Il processo di mappatura locale è stato realizzato grazie al progetto Interreg Italia Francia Proterina-
3Evolution. Sono stati organizzati tavoli di lavoro con le autorità comunali per individuare i punti critici e
sono stati proposti questionari strutturati ai dirigenti scolastici per raccogliere i dati di vulnerabilità e
capacità necessari all’applicazione del modello. Una volta completato il processo di raccolta dati, il modello
è stato applicato per ogni scuola e i risultati sono stati mappati in modo tale da ottenere una visione
complessiva del territorio. Nel territorio comunale di Serra Riccò sono state individuate 7 scuole, di cui
solamente 3 venivano identificati e associati ad un certo livello di rischio secondo “Direttiva alluvioni”.
Questo è dovuto al fatto che la scala di riferimento è molto più ampia e non può tenere conto delle
caratteristiche locali a livello puntuale e che le finalità delle due metodologie sono diverse, dato che una
mira alla riduzione del rischio e alla sua conoscenza, mentre quella proposta a supportare i processi di
pianificazione.
In particolare, la mappatura del rischio allo stato attuale secondo il modello proposto mostra la seguente
situazione:
– 5 scuole in classe 4;
– 1 scuola in classe 3;
– 1 scuola in classe 1.
Questo significa che, in caso ci sia la necessità di intervenire nelle scuole al verificarsi di un evento
alluvionale, le risorse comunali dovrebbero essere distribuite in 6 diversi punti del territorio.
Al fine di fornire una possibile mitigazione del rischio e comprendere l’impatto della componente capacità a
livello puntuale sull’intero sistema territoriale, il modello è stato riapplicato ipotizzando che ciascuna scuola
sia dotata di un Piano di Emergenza aggiornato che definisca procedure specifiche per il rischio alluvione
che siano inoltre state testate, ovvero ipotizzando un incremento della capacità a livello puntuale nei singoli
elementi esposti. I seguenti risultati sono stati poi mappati:
– 3 scuole in classe 4;
– 2 scuole in classe 2;
– 2 scuole in classe 1.
In questo caso, solamente 3 scuole richiederebbero un intervento dall’esterno, mentre le altre potrebbero
gestire la situazione di emergenza con le sole risorse interne.
Confrontando le due situazioni, si nota immediatamente un incremento delle “classi di rischio e azioni” per
tre degli elementi esposti. Questo sottolinea l’impatto della capacità, considerata in termini di procedure
definite all’interno dei singoli elementi esposti, sul livello di rischio. Una prima ed effettiva mitigazione del
rischio può quindi essere ottenuta attraverso l’incremento della capacità a livello puntuale, ovvero
rendendo consapevoli le persone all’interno di ogni edificio delle azioni da compiere in caso di emergenza
grazie alla formalizzazione di procedure. Da sottolineare è il vantaggio che questo processo può essere
realizzato con un apporto economico minimo, anche se con un significativo impegno in termini di tempo.
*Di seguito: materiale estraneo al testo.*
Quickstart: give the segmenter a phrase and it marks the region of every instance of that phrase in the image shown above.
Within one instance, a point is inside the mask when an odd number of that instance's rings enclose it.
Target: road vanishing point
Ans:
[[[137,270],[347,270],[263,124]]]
Un ulteriore vantaggio della metodologia così sviluppata è la sua replicabilità. Definendo le variabili di
vulnerabilità e capacità in funzione della tipologia di elemento esposto per caratterizzare le funzioni del
modello, le “classi di rischio e azioni” possono essere ottenute per tutti gli assetti presenti su un territorio
comunale. Così facendo, si può ottenere un’effettiva rappresentazione del contesto territoriale in termini di
rischio valutato con una metodologia comune che rende i dati confrontabili e aggregabili. La
rappresentazione del livello di rischio su scala comunale ottenuta con un approccio che coinvolga autorità e
cittadini e che tenga in considerazione le caratteristiche locali consente di gestire gli interventi e le risorse
disponibili sul territorio e quindi di definire, e formalizzare nel Piano di Protezione Civile, procedure che si
adattino al contesto locale, alle sue risorse e ai suoi bisogni.